The telegraph cable was followed by the telephone cable, and eventually fiber optic cables were laid on the seabed to support Internet traffic. The first non-experimental fiber optic communications link was used by police in Dorset, England, in 1975.
Companies, most often telecom giants, began laying fiber optic cables in mass in the 1990s during the Internet boom. More recently, companies like Google and even Facebook have started to invest in this infrastructure.
How Fiber Optic Cables Are Laid
Special ships called cable layers launch from coastal stations to dig trenches and bury fiber optic cables. This process is long, labor-intensive, and expensive—often costing hundreds of millions of dollars.
Before the ships load up the cable and depart, a cable operator makes a plan for where the cable will be laid. This requires a map of the geography of the ocean floor in order to avoid obstacles like coral reefs and large elevation changes.
Most cable-laying ships can carry around 1,250 miles of cable at a time. The process of bunching these cables together and loading them into a cable-layer’s cargo hold can take almost a month.
To begin, a section of the cable is attached to a coastal landing station and stretched out several miles into the ocean. The ship then attaches its cable to this end of the starter cable and feeds it into a device called a plough. The plough digs a trench in the ocean floor and lays the cable inside of it.

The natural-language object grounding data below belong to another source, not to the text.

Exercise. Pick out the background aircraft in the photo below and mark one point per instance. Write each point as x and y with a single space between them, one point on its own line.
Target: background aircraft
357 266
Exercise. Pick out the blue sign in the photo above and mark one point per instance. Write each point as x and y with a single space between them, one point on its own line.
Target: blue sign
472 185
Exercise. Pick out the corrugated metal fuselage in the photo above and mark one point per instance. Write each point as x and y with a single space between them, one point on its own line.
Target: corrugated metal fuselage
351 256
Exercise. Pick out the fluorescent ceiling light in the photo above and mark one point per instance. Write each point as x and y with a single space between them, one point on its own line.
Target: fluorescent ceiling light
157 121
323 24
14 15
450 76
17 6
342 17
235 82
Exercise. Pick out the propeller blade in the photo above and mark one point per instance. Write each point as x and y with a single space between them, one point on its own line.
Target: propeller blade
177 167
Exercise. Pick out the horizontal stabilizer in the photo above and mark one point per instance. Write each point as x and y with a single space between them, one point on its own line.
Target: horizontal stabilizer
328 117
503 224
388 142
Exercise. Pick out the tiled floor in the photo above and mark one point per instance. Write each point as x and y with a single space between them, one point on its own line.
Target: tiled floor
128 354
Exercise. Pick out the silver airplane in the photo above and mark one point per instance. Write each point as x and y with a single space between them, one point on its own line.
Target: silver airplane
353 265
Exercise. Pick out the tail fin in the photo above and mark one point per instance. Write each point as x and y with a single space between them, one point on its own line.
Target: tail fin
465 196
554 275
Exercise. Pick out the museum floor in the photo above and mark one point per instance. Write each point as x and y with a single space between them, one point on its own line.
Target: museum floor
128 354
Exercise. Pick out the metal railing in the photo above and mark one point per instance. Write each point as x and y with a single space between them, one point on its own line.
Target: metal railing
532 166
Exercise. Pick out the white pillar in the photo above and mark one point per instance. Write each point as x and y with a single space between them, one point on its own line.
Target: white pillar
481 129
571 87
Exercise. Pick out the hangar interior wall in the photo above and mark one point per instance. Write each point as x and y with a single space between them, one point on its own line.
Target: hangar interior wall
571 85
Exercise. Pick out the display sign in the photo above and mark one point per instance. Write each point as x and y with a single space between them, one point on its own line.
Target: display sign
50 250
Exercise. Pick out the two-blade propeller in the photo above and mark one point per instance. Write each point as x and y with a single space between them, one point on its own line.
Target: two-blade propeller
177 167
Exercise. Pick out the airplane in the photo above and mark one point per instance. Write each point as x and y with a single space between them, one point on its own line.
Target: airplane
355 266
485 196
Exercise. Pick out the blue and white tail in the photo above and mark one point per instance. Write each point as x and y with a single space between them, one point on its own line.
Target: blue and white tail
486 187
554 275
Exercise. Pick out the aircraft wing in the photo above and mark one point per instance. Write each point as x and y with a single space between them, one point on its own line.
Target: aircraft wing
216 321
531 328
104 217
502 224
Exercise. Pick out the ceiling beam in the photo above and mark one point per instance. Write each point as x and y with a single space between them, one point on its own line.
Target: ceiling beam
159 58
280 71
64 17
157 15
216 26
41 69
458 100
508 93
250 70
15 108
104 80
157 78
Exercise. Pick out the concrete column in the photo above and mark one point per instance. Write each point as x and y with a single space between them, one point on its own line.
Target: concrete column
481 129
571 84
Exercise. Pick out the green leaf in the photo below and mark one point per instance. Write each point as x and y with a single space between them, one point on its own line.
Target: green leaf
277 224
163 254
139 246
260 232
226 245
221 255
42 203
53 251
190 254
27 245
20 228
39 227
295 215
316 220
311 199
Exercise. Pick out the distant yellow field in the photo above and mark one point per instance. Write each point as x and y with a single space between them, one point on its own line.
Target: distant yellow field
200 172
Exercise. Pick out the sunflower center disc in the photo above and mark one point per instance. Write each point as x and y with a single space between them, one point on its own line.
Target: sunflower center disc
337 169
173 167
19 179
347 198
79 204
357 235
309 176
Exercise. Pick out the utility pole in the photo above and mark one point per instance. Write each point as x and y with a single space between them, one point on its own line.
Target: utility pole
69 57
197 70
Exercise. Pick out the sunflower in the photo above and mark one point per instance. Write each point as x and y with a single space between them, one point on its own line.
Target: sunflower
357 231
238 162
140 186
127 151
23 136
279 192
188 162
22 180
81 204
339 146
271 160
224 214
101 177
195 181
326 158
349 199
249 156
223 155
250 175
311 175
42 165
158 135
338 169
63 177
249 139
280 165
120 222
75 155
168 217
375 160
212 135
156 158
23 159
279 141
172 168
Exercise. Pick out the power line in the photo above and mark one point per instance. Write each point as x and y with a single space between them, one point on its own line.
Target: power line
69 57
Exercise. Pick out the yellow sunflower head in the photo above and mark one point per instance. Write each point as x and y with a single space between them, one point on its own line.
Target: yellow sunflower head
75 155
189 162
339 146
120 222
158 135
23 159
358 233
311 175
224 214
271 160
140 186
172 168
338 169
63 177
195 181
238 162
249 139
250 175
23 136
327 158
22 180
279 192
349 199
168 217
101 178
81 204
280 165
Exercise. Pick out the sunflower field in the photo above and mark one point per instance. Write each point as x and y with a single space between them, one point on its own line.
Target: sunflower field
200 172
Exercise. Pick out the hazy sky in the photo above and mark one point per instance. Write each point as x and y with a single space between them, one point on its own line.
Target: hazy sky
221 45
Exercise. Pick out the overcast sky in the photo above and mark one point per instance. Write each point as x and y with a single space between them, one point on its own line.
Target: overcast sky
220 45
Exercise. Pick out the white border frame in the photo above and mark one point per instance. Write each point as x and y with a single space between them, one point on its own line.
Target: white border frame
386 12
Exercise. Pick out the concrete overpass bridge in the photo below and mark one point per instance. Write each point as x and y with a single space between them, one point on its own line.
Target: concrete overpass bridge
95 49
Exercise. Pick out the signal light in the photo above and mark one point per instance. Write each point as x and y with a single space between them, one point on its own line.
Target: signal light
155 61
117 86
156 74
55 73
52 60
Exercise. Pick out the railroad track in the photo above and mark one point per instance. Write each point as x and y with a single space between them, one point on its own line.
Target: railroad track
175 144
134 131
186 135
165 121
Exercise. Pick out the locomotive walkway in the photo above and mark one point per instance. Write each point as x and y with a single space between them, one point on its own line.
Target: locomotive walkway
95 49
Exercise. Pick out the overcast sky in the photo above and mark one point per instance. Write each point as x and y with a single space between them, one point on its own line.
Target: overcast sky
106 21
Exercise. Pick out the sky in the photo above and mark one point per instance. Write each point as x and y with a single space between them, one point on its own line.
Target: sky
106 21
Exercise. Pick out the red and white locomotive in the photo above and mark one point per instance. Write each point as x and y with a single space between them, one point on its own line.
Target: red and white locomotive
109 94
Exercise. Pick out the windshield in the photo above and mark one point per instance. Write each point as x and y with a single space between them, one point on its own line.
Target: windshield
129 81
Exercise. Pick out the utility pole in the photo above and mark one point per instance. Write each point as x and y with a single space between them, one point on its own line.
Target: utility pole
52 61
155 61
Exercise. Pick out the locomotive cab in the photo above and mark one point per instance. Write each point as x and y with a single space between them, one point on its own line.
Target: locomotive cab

These ships can lay an average of about 60 to 125 miles of cable each day, depending on the terrain and the size of the cable.
Accidents Happen
Despite every effort to protect fiber optic cables under the ocean, they face many threats, including marine life, earthquakes, and boats.
Undersea creatures like barracudas and sharks have been known to chew on the cables, which can cause major damage and disruption. To solve this problem, Google is planning to coat its new fiber optic cables in a synthetic polymer that’s similar to the material used in bulletproof vests.
Because cables are vulnerable to attack by spies and terrorist groups, the exact location and path of the cables is not usually made public. This results in the occasional ship anchor that damages a cable when dropped or dragged across the sea floor. In 2012, a ship dropped anchor off the coast of Africa and cut a major cable, dramatically reducing Internet speeds in the Middle East and East Africa.
Natural disasters can also present a threat to the operation of an undersea cable. Taiwan has suffered connectivity outages when earthquakes and typhoons have caused underwater rockslides that crush the cables.
The Future of Fiber Optic Cables
Multiple fiber optic cable projects are underway now, including what will be the world’s longest fiber optic cable stretching through the Arctic Ocean. This area was previously thought to be inhospitable to undersea cables because of the abundance of sea ice. As climate change has caused sea ice to retreat, the Arctic is opening up to telecommunications links.